EmpfehlungRenaissance der Mundpropaganda

Potentielle Kunden und Verbraucher werden mit Werbung überhäuft. Drei Marketingstrategien zeigen alte und neue Perspektiven der Kundengewinnung auf.

Die Grenzen der klassischen Werbung (TV, Radio, Print, Plakat) sind erreicht. Obwohl die Werbebudgets weiter kräftig steigen und der Werbedruck ständig erhöht wird, sinkt die Wirkung dramatisch. Wir Verbraucher sind kaum noch zu begeistern. Fernsehspots sind Wohnzimmer-Spam, ein Anzeigen-Studium Zeitverschwendung. Mailings sind Briefkasten-Spam, Werbe-Anrufe ziehen gar nicht. Gegenüber den meisten Werbeformen sind wir inzwischen immun. Wir schauen nicht mehr hin und hören nicht mehr zu. Wir fühlen uns gestört, sind gelangweilt und lassen uns nicht länger täuschen.

Menschen hören eher auf Freunde als auf Werbung. Eine glaubwürdige Empfehlung ist jeder Werbesendung deutlich überlegen. Gerade in turbulenten Zeiten leihen wir unser Ohr vor allem denen, die uns nahe stehen, denen wir wirklich vertrauen können und die ihre praktischen Erfahrungen wohlwollend mit uns teilen: verlässlichen Empfehlern. Eine fundierte Empfehlung hat manchmal geradezu magische Anziehungskraft. Gut gestreut und in das richtige Umfeld gebracht, löst sie Wellen weiterer Empfehlungen aus.

Das Empfehlungsmarketing - einst nur die meist lästige und oft auch penetrante Frage nach ein paar Adressen - hat sich mächtig weiterentwickelt. Pfiffige, bislang noch wenig beanspruchte Werbeformen und insbesondere das Internet eröffnen heute völlig neue Perspektiven in Sachen Mundpropaganda. In meinem Beitrag möchte ich folgende Schwerpunkte setzen:

  1. Guerilla-Marketing
  2. Buzz-Marketing
  3. Viral-Marketing

So funktioniert Guerilla-Marketing

Hinter diesem martialisch klingenden Begriff steckt ein offensives Marketing der Überraschungen. Guerilla-Marketing setzt auf brain statt Budget, auf große Ideen für kleine Portemonnaies. Ursprünglich wurde Guerilla-Marketing als Waffe für Firmen mit knappen Werbegeldern im Kampf aus dem Hinterhalt gegen die ganz Großen entwickelt.
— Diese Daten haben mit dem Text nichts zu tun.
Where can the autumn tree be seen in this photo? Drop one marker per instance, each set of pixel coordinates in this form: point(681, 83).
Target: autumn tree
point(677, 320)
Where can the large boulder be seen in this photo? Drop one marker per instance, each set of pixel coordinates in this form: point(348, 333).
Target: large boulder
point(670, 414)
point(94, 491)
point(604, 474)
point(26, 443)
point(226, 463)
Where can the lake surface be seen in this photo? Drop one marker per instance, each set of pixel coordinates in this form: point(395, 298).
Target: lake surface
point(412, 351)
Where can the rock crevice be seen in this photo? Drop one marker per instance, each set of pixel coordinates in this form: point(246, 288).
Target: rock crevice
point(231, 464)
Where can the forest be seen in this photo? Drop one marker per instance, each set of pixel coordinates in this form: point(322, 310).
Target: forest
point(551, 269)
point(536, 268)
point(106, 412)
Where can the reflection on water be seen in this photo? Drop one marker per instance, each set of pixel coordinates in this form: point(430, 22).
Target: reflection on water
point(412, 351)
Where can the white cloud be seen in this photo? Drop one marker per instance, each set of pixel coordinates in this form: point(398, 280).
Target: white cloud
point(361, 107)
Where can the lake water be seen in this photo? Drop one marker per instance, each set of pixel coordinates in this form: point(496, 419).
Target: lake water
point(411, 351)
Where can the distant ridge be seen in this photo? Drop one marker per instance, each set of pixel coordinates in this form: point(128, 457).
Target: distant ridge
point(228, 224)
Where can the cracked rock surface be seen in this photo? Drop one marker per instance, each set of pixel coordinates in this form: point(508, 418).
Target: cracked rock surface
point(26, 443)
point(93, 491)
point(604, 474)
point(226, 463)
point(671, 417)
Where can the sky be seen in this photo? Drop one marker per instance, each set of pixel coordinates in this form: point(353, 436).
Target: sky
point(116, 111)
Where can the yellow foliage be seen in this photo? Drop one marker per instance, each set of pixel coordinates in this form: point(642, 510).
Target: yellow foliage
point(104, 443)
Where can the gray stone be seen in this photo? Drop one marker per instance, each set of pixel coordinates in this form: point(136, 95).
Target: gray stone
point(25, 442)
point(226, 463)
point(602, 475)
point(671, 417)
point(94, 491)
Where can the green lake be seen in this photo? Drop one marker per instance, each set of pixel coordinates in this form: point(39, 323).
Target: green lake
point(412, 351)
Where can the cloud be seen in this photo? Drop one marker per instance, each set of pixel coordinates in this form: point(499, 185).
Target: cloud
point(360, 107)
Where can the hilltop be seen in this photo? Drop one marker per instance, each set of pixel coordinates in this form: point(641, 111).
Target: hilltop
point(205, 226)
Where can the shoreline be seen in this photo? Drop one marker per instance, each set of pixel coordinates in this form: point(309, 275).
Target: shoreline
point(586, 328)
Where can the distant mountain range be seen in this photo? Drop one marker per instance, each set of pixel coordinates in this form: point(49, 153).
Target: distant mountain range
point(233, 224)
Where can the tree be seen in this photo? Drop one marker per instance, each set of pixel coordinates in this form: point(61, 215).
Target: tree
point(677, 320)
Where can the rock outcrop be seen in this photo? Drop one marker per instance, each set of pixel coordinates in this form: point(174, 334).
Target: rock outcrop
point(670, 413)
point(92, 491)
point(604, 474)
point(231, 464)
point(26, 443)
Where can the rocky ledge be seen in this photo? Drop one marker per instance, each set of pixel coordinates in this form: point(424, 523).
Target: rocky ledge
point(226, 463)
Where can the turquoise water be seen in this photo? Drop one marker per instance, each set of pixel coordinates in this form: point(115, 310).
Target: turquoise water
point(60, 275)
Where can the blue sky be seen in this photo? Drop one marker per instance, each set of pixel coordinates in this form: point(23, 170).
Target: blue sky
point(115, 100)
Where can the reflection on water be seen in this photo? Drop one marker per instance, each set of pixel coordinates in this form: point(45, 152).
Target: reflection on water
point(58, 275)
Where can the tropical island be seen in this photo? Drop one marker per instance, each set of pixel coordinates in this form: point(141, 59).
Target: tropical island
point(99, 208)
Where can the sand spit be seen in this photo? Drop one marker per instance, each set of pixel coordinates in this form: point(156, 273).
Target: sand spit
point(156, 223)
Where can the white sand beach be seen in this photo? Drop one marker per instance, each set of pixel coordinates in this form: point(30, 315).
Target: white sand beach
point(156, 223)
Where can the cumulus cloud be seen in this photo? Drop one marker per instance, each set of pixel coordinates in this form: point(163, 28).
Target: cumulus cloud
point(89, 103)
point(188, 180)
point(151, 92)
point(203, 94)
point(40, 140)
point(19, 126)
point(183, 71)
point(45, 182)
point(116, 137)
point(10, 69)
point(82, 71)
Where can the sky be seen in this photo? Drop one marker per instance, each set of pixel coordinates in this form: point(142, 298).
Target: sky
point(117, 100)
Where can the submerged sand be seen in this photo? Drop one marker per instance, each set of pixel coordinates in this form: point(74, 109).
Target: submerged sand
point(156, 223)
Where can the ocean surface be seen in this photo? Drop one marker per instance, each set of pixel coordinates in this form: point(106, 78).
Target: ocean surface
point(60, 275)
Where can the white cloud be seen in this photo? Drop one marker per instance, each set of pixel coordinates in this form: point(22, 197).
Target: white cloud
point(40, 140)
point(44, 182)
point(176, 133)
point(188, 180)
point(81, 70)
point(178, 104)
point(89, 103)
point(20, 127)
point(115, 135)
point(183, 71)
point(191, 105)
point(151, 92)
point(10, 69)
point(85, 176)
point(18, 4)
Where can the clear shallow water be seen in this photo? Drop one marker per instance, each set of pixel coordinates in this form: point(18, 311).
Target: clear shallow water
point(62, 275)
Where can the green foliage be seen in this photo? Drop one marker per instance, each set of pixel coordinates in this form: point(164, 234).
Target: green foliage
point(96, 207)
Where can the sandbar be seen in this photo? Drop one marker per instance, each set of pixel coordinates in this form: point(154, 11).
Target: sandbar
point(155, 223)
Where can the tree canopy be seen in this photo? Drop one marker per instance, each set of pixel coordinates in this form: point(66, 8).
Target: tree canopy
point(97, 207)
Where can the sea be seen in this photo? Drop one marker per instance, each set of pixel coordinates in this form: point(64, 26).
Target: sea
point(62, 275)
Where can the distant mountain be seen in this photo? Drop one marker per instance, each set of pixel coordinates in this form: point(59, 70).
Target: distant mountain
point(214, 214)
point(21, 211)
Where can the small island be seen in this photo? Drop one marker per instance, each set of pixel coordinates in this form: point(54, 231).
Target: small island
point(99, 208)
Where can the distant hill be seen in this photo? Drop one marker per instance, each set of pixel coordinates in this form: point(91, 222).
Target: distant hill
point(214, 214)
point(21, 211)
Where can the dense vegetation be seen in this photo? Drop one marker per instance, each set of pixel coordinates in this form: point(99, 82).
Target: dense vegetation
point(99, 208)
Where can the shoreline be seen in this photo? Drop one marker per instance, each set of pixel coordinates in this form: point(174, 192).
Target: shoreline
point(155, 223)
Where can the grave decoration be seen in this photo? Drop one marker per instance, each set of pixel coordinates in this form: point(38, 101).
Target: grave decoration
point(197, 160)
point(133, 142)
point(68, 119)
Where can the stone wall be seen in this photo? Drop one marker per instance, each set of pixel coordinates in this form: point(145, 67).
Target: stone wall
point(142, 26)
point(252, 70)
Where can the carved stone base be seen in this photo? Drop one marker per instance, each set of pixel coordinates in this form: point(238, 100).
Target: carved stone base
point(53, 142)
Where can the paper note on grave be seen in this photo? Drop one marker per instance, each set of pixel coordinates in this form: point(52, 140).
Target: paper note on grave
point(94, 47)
Inzwischen wird es auch von Weltmarken genutzt, um mit unkonventionellen Methoden Aufmerksamkeit zu erzielen und eine öffentliche Diskussion anzuregen.

Beispiele

Legendär ist das Bild des Leichtathleten Linford Christie mit den Puma-Augen anlässlich der Präsentation einer Sport-Ausrüstung für die olympischen Spiele in Atlanta. Das Foto mit den Logo-Kontaktlinsen des Sportartikelherstellers ging um die ganze Welt und erreichte ein Interesse, das mit klassischer Werbung so nie möglich gewesen wäre – zu einem Bruchteil der Kosten.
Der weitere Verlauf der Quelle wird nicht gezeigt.